La memoria e la conoscenza sono gli elementi che definiscono l’azione umana, riconosciuti come parte integrante della personalità, nonché le funzioni esecutive dell’azione umana, che governano ed esprimono l’identità. Esse possono venir meno a causa della demenza, scrive David Keck in un’altra esplorazione filosofica della malattia. Ma la cultura è anch’essa memoria, e spesso soggetta a manipolazione collettiva e alterazione politica.

Gli oggetti del passato rappresentano i tentativi di chi governa di legittimare il proprio potere e dominare sulle memorie del futuro“, afferma Keck, citando Foucault e altri esempi. “La libertà e la memoria sono inseparabili. Esiste un forte potenziale politico nella manipolazione dei ricordi. Il primo compito di una rivoluzione è riscrivere il passato“. Lo Stato Islamico si sta appropriando di quel passato sulla base di una teologia perversa, insistendo sul fatto che la fondazione del califfato rende obsoleta qualsiasi storia precedente dell’impresa umana.
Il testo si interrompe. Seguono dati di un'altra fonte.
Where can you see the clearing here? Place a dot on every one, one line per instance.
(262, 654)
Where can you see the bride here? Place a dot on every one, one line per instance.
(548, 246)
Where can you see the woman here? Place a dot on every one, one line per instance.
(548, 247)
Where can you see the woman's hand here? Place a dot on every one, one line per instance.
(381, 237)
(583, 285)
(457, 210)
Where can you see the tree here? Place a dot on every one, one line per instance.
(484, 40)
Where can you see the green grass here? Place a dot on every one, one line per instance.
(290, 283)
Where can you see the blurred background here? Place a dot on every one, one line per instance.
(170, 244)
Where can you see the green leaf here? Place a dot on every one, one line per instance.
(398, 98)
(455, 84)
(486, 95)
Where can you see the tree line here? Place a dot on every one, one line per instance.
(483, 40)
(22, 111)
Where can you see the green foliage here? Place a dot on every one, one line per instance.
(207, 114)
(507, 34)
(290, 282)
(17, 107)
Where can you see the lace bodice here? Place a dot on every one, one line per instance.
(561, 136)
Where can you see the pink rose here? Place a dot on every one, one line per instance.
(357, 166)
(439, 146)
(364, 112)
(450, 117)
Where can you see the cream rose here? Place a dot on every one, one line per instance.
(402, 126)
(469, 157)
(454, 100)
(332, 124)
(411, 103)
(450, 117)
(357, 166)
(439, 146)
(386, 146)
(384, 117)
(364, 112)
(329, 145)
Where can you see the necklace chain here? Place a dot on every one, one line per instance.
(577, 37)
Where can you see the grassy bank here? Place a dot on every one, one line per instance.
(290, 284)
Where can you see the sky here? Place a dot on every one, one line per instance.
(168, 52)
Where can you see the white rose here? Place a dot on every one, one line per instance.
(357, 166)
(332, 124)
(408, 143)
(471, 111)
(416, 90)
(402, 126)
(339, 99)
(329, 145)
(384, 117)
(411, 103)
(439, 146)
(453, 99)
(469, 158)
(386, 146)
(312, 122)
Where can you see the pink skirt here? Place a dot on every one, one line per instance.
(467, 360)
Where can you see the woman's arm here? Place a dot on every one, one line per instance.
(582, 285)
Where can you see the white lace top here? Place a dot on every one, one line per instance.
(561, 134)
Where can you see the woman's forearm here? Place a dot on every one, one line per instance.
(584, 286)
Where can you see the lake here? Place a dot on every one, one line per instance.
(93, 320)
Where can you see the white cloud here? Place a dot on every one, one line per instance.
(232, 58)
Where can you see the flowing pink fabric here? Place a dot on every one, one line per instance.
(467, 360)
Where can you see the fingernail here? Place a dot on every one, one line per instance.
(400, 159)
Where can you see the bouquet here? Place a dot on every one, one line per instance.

“Non è questione di manufatti”

La “guerra alla storia” dello Stato Islamico, come espressa finora, manifesta l’intenzione di cancellare l’identità. Altri casi nell’era moderna includono la distruzione dei Buddha di Bamiyan da parte dei Talebani nel 2001, o gli attacchi del 2012 a Timbuctù, dove gli estremisti islamici del Mali distrussero una moschea del XV secolo e 4000 antichi manoscritti di legge, filosofia, astronomia e storia. L’archeologia stessa può essere associata, come nel conflitto israelo-palestinese, alla dimostrazione di diritti terrieri. Nella Cina, Messico e India dei nostri giorni i reperti storici comunicano una conoscenza degli antichi conquistatori, il cui nichilismo non ha alcun posto nel nostro mondo.

Nonostante studiosi e intellettuali – forze culturali il cui dissenso lo Stato Islamico cerca di cancellare – piangano la distruzione di Mosul e Palmira, le città sono inseparabili dalle vite distrutte di persone che cercano riparo dalla “monocultura fascista“. La loro capacità di preservare la memoria e l’identità culturale in tutta la sua complessità, di condividere la storia e proteggere la sua narrazione, assume il ruolo di una verità sacra concessa a chi è testimone. Il patrimonio mondiale si preserva all’interno di questa testimonianza. Alla fine, lo Stato Islamico potrà essere zittito dal potere di salvaguardia a livello sia personale che politico.

Non è questione di manufatti“, affermava Zainab Bahrani, archeologo della Columbia University, in un’intervista dello scorso marzo al Boston Globe. Riguarda piuttosto il diritto di un popolo ad esistere – e perseguire la protezione a tutti i costi della propria storia e dei propri contributi culturali, attraverso quel “paesaggio dannato” della memoria.